The timing of its world premiere seems especially profound. Die tote Stadt was first presented in December 1920, opening simultaneously at Stadttheater Hamburg and Oper Köln. Based on the 1892 symbolist novel Bruges-la-Morte by Georges Rodenbach, Korngold began composition in 1916, but had to leave off his work for a year while participating in World War One military service. The plot revolves around a man (Paul) who has spent years mourning his dead wife (Marie), and keeps a room of keepsakes related to her; he subsequently meets a woman (Marietta) who bears a strong resemblance to his wife; this inspires a series of horrendous hallucinations which eventually resolve into a quietly powerful conclusion. The opera was a huge hit, its themes resonating strongly within post-war Europe – though the Nazis would go on to ban it in 1938 on account of Korngold’s Jewish ancestry. The composer had moved to Hollywood by that time, and would go on to compose numerous film scores, and the opera fell into a decades-long obscurity within the post-war cultural landscape, although there were revivals in Vienna, London, San Francisco, and Bonn. The opera’s French premiere, an in-concert performance, took place at the Théâtre des Champs-Élysées in 1982, with a fully-staged performance taking place in Strasbourg in 2001. More premieres, in the U.K. (1996 in-concert; 2009 staged), Latin America (1999), and Australia (2012), took place, along with a highly-acclaimed 2019 production at Bayerische Staatsoper featuring Jonas Kaufmann (as Paul) and Marlis Petersen (Marie/Marietta) and conducted by Kirill Petrenko.

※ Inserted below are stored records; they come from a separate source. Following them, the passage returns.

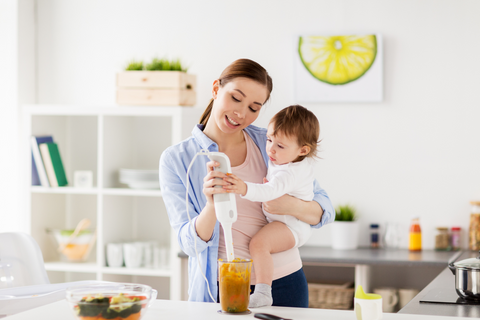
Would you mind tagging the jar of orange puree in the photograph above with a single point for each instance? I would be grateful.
(234, 284)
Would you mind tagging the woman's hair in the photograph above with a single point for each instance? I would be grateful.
(241, 68)
(298, 122)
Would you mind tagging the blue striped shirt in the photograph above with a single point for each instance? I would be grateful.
(174, 163)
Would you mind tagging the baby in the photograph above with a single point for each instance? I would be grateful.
(292, 139)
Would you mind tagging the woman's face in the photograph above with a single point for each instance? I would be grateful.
(237, 104)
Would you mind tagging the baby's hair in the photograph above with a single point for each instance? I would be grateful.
(299, 122)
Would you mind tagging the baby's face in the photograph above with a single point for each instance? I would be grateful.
(282, 149)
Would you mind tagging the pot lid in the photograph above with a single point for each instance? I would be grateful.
(471, 263)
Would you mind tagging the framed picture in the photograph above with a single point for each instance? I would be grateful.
(339, 68)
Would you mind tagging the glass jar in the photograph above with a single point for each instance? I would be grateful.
(415, 236)
(456, 238)
(474, 229)
(442, 242)
(374, 236)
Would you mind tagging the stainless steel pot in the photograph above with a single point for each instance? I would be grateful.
(467, 278)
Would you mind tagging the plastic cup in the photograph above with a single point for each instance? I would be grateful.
(234, 285)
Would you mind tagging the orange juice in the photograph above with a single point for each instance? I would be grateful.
(234, 285)
(415, 238)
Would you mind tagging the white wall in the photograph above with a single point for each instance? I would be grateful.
(417, 152)
(17, 86)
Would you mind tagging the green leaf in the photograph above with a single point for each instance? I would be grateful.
(345, 213)
(134, 66)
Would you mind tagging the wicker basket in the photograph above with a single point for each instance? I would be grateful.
(330, 296)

In my recent exchange with conductor Giordano Bellincampi I got the real sense, in hearing him speak about his experiences in Aarhus and more recently his negotiating of pandemic realities, that he views Korngold’s opera as less a study in obsession (specifically male obsession) and more as a metaphorical process examining the delicate and often difficult stages of grief. In June 2020 Bellincampi led a concert in commemoration of the victims of covid, but clearly, notions of loss have occupied his thoughts for much longer. His ideas relating to Korngold’s work are (as you’ll read) sensitive and insightful, and reveal an approach which is just as attuned to the spheres of human feeling as to the details of scoring.
Music Director of the Auckland Philharmonia Orchestra (APO) since 2016, the Rome-born, Copenhagen-educated Bellincampi began his musical career as a trombonist before moving on to conducting. He has held a number of esteemed positions – Chief Conductor of the Copenhagen Philharmonic Orchestra (2000-2006); General Music Director of the Duisburg Philharmonic (2012-2017); Chief Conductor of the Kristiansand Symphony Orchestra (2013-2018 – and has been a guest conductor with the Rotterdam Philharmonic, RTÉ National Symphony Orchestra, I Pomeriggi Musicali (Milan), KBS Symphony Orchestra (Seoul) the Moscow State Symphony Orchestra and Saint Petersburg Philharmonic Orchestra, and Canada’s Victoria Symphony and Toronto Symphony Orchestra.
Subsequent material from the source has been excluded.